Fork me on GitHub
#instaparse
<
2018-11-22
>
Vincent Cantin06:11:12

I found a strange behavior with #'\\Z', I wonder if it is a bug or if it is normal.

((insta/parser
   "Paragraph = NonBlankLine+ BlankLine+
    BlankLine = #'[ \\t]'* EOL
    NonBlankLine = #'\\S'+ EOL
    EOL = (#'\\n' | EOF)
    EOF = #'\\Z'")
 "abc\ndef\n")

=> 
[:Paragraph
 [:NonBlankLine "a" "b" "c" [:EOL "\n"]]
 [:NonBlankLine "d" "e" "f" [:EOL [:EOF ""]]]
 [:BlankLine [:EOL "\n"]]]

Vincent Cantin06:11:03

EOF appears before "\n" in the parsed result.

Vincent Cantin06:11:23

This other approach which uses the negative lookahead does put the "\n" in the right place in the result, but there is another problem: The BlankLine is missing in the result.

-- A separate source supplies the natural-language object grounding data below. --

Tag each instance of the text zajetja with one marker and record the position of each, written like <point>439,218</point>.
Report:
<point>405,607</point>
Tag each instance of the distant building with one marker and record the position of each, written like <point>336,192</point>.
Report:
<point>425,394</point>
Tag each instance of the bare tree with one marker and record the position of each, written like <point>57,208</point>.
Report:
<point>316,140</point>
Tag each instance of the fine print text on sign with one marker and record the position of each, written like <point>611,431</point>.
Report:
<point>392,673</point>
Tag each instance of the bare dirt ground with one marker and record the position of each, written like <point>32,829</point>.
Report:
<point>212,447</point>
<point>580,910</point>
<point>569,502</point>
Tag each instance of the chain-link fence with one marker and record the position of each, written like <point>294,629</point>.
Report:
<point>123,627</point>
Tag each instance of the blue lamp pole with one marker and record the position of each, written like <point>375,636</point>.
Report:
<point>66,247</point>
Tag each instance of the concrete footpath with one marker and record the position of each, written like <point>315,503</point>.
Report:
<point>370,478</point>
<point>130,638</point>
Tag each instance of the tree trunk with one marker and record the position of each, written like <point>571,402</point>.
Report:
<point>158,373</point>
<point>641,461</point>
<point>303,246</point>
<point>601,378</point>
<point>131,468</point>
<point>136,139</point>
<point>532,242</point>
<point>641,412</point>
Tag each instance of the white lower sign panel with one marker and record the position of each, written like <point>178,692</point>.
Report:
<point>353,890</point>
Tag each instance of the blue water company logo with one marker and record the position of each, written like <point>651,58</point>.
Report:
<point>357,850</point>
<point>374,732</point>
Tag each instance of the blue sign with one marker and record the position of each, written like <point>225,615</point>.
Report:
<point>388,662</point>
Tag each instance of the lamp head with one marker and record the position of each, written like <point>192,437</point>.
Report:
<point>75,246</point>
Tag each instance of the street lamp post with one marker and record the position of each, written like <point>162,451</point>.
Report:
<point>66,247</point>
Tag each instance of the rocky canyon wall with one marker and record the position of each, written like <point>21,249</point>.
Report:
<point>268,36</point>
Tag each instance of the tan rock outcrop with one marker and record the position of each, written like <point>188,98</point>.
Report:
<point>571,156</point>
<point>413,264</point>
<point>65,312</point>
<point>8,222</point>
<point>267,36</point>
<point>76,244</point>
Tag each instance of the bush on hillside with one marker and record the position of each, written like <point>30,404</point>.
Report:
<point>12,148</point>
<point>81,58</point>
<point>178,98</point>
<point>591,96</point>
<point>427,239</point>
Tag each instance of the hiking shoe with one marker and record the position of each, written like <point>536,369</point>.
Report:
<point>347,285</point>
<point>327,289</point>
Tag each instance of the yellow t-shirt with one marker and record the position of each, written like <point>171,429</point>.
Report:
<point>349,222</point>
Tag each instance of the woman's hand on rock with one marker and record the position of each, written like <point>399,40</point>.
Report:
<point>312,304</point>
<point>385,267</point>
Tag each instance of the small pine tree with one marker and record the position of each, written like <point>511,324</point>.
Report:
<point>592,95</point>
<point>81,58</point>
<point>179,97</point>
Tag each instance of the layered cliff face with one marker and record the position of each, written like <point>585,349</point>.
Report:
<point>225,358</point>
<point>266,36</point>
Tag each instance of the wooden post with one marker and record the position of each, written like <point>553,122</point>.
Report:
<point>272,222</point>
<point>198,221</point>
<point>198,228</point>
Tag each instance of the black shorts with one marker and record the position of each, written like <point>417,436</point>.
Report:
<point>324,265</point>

That may be a bug of instaparse. I am using the version 1.4.9.

((insta/parser
   "Paragraph = NonBlankLine+ BlankLine+
    BlankLine = #'[ \\t]'* EOL
    NonBlankLine = #'\\S'+ EOL
    EOL = (#'\\n' | EOF)
    EOF = !#'.'")
 "abc\ndef\n")
=>
[:Paragraph [:NonBlankLine "a" "b" "c" [:EOL "\n"]]
            [:NonBlankLine "d" "e" "f" [:EOL "\n"]]]

Vincent Cantin07:11:54

I am going to use this workaround for now: append “EOF” at the end of the input and parse it. It works very well 🙂

((insta/parser
   "Paragraph = NonBlankLine+ BlankLine+
    BlankLine = #'[ \\t]'* EOL
    NonBlankLine = #'\\S'+ EOL
    EOL = (#'\\n' | EOF)
    EOF = 'EOF' #'\\Z'") ; works as well with !#'.'
 "abc\ndef\nEOF")
=>
[:Paragraph
 [:NonBlankLine "a" "b" "c" [:EOL "\n"]]
 [:NonBlankLine "d" "e" "f" [:EOL "\n"]]
 [:BlankLine [:EOL [:EOF "EOF" ""]]]]

sova-soars-the-sora15:11:36

love instaparse

2️⃣ 4
❤️ 8
parrot 4